If a great deal of detail is needed, sometimes an intern or administrative assistant completes it.

How long will it take?

It is possible to audit up to 500 pages/day. If the goal is to learn the most about each piece of content, volume will be much lower. However, if you need to do only one pass-through for each piece of content, it’s time well invested.

Can it be automated?

Unfortunately, not usually. For some sites, a programmer can create a web-crawler to list all the URLs – but that is just a start, and not always possible.

What tools are best to use?

The tool typically used is a content matrix in Excel.

Advantages:

  • allows you to group and sort content into sections
  • commonly known application, so clients or other team members can read it

Disadvantages:

  • doesn’t prevent you from entering bad or inconsistent data

Would it be better to use Access or another database program? That is up for debate.

Where should you store the content audit?

Where team members can access it and – more important – use its information to power their understanding. While not everyone can or should do the audit, everyone on the team needs to know what’s in there.

What is the content audit used for?

During the content audit, you ascertain content behavior, relationships, processes – the outcome is a set of content types.

This is a vertical and horizontal exercise: patterns should begin to emerge in, for example, the elements that comprise various types of content (newsletters should all contain the issue date, editor name and table of contents, and press releases should all contain a company description, release date and media contact information).
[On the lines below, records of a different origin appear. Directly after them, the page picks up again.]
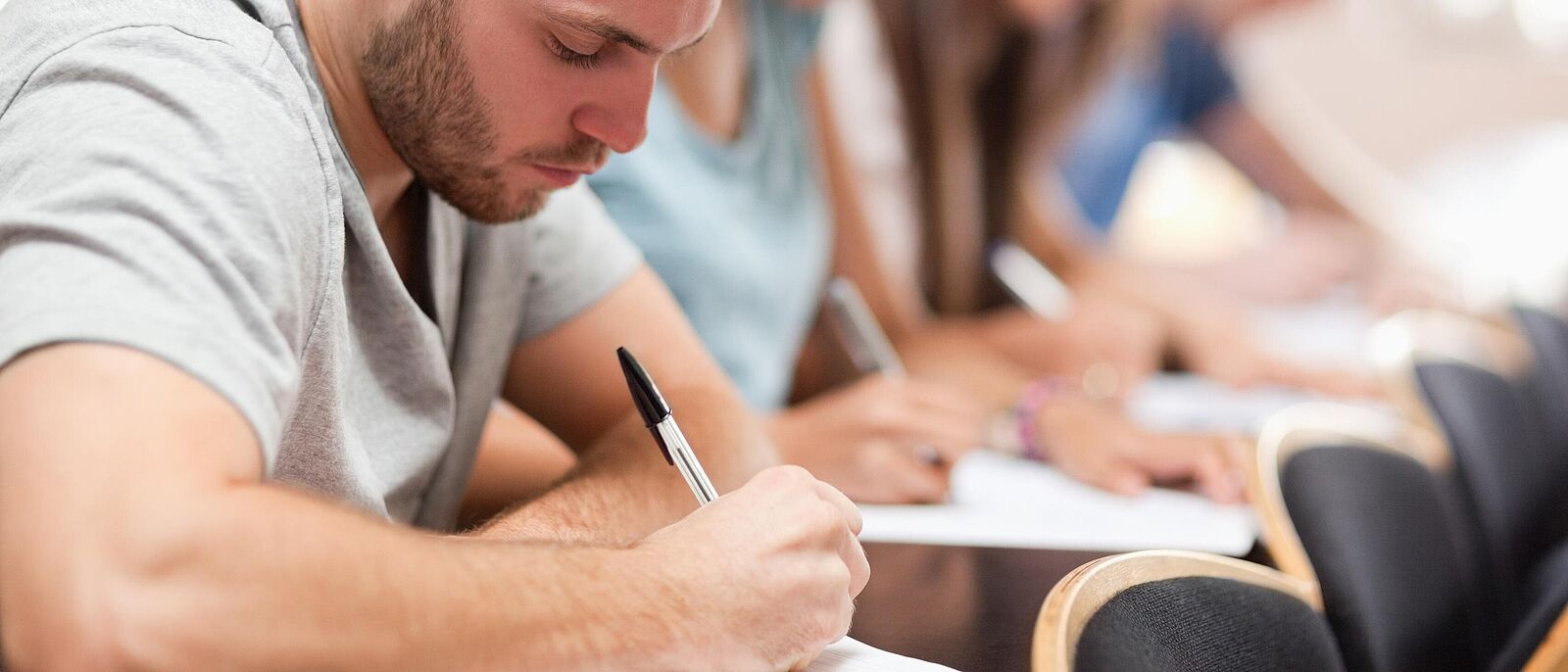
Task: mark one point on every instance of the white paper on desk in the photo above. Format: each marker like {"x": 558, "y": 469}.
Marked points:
{"x": 1011, "y": 504}
{"x": 851, "y": 655}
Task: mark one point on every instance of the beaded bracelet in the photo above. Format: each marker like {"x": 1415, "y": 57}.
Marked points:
{"x": 1016, "y": 431}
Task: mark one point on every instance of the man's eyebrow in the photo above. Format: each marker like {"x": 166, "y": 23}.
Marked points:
{"x": 678, "y": 50}
{"x": 604, "y": 28}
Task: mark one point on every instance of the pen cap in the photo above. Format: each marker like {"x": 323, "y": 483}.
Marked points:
{"x": 650, "y": 403}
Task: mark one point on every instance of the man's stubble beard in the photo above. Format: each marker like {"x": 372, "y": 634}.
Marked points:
{"x": 428, "y": 107}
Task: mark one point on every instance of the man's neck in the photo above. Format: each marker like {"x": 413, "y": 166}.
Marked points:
{"x": 336, "y": 49}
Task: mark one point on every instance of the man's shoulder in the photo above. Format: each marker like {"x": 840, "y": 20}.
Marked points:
{"x": 35, "y": 31}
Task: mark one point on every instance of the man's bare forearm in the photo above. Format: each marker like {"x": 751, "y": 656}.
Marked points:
{"x": 266, "y": 578}
{"x": 623, "y": 488}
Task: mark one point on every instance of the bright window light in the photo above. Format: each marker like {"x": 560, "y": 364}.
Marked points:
{"x": 1471, "y": 10}
{"x": 1544, "y": 23}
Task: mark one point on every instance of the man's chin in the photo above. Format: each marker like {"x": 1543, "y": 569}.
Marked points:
{"x": 522, "y": 207}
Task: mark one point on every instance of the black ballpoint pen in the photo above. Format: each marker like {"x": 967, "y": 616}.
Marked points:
{"x": 662, "y": 423}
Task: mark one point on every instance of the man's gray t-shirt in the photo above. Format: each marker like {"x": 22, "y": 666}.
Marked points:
{"x": 172, "y": 182}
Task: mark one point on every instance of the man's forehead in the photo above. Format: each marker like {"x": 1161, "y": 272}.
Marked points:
{"x": 650, "y": 25}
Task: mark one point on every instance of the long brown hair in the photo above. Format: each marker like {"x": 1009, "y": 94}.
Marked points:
{"x": 985, "y": 101}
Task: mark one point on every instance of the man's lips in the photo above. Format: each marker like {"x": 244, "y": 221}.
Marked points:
{"x": 564, "y": 177}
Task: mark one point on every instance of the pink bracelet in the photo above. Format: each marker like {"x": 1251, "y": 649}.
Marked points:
{"x": 1026, "y": 413}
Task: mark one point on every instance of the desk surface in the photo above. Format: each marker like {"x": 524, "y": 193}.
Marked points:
{"x": 968, "y": 608}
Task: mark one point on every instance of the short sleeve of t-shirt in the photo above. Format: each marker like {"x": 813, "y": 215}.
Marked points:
{"x": 159, "y": 193}
{"x": 574, "y": 256}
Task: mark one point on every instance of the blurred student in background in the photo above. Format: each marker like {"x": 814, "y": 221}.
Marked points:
{"x": 880, "y": 168}
{"x": 1180, "y": 85}
{"x": 984, "y": 93}
{"x": 726, "y": 203}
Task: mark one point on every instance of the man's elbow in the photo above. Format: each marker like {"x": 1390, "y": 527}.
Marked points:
{"x": 60, "y": 638}
{"x": 85, "y": 619}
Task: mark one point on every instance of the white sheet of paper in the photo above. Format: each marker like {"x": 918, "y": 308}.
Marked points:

If similar content doesn’t follow similar patterns, standardization is needed.

  • Content types
  • Workflow
  • CMS requirements
  • Staffing and responsibility alterations
  • Determination of governance
  • Validation of strategy
  • Validation of project plan’s feasibility

Caveats

A content audit won’t uncover what’s missing – what was never put online, what is in people’s heads, what was considered and not put online, what the organization never did). That takes interviews with stakeholders and skilled editorial judgment. And that’s where the content audit becomes the content assessment, the necessary next step.